As part of a new spending plan, nearly $1 million in grant money will be set aside for homeowners open to transforming their lawns into a pollinator-friendly habitat.
The University of Minnesota will receive $900,000 over the course of one year that will go towards helping homeowners make their lawns bee-friendly by replacing traditional lawns with pollinator-friendly plants such as wildflowers and Dutch White Clover.
“I’m surprised in a good way,” said Ian Lane, of the U of M Bee Lab. “I think we’re probably the first state to do something on that scale.”
Lane is a researcher with the Bee Lab, which promotes the conservation, health and diversity of bees.
“We have over 400 species of bees in Minnesota and a lot of them we don’t know the status of,” Lane said.
The state’s initiative focuses on the rusty patch bumblebee, which is a species nearing extinction.
“A lot of different bees respond and other animals will respond to these actions when you go in and you do a planting, you’re kind of increasing the amount of food in the landscape and if that’s one of their limiting factors that can really help bolster their populations,” Lane added.

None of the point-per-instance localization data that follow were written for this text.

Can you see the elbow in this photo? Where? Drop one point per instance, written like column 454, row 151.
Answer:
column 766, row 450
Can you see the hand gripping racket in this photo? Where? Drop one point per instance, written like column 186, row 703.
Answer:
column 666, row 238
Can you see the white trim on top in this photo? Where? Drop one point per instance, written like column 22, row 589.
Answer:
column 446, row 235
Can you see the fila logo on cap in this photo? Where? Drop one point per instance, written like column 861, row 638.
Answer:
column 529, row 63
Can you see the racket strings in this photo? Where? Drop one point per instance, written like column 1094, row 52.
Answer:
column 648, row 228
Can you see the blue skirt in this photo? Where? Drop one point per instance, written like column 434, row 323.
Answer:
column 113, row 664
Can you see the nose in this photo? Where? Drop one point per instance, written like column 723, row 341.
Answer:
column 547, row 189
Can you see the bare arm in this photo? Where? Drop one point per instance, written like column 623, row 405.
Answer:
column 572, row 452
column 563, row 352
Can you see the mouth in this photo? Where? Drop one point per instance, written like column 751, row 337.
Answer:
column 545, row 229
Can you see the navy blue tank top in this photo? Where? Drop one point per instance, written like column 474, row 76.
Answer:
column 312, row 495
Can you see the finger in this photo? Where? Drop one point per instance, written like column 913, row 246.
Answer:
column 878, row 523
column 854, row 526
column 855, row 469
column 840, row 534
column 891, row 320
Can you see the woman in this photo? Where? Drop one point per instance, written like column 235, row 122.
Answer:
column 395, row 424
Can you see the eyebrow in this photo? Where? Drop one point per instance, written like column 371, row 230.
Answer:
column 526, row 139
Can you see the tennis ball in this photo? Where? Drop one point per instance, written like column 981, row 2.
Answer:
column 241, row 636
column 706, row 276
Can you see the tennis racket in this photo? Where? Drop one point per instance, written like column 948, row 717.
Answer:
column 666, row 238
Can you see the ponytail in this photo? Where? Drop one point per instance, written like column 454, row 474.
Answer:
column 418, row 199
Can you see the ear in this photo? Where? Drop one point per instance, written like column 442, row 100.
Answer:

In addition, the benefits to the environment are endless.
“All of these different insects are behind the scenes,” Lane said. “Moderating a lot of things that are important to everyday things that we care about, like a clean environment, functional food systems, things like that. Beauty too, that’s an important one.”
It’s still unclear when the funding will be made available. Rep. Rick Hansen says that a work plan will be up for approval in mid-July.
The state’s Board of Water and Soil Resources will run the program.